【ES-3】医薬品の開発時に催奇形性がみられた場合の対応について
武田薬品工業株式会社 リサーチ プレクリニカル&トランスレーショナルサイエンス ストラテジックオペレーション
医薬品開発において次世代への影響を評価する代表的な非臨床安全性試験として胚・胎児発生に関する試験(胚・胎児試験)がある。胚・胎児試験は通常、妊娠したラット及びウサギの胎児器官形成期に被験物質を投与し、妊娠末期に剖検することで、母動物に対する一般毒性学的及び生殖毒性学的影響を調べるとともに、胚・胎児に対する発育・形態形成・致死性への影響を評価する。上記のような胚・胎児に対する影響を臨床で確認することは基本的に不可能である。したがって、医薬品開発においては動物実験で、ヒトの胚・胎児への影響をどのように推定するかが重要となる。通常、適切な試験系及び試験デザインで胚・胎児試験が実施されていれば、胚・胎児への影響に関する追加試験は不要である。
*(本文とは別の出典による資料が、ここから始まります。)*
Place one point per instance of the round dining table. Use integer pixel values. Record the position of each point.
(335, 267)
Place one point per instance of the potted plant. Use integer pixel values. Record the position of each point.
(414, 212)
しかしながら、みられた影響をより詳細に解析することや追加の情報を得ることは、ヒトに対する外挿性や安全性をより正確に評価し、ヒトでのリスク低減や使用制限の緩和につながる可能性がある。ICH S5(R3)ガイドラインでは、リスクアセスメントの項で「回復性の有無による懸念の増大」、「母動物の二次的影響を判断するための実証」、「特定された生殖発生の影響の機序に関する詳細な知見がヒトへの外挿性につながる」といった追加情報の有用性に関する内容が言及されているものの、実際にどういったことを実施すればよいかについての具体的な記載はない。本講演では審査報告書等をベースに、医薬品開発の現場で実際に実施されている追加検討について紹介し、胚・胎児試験後の検討試験の必要性・重要性について考えたい。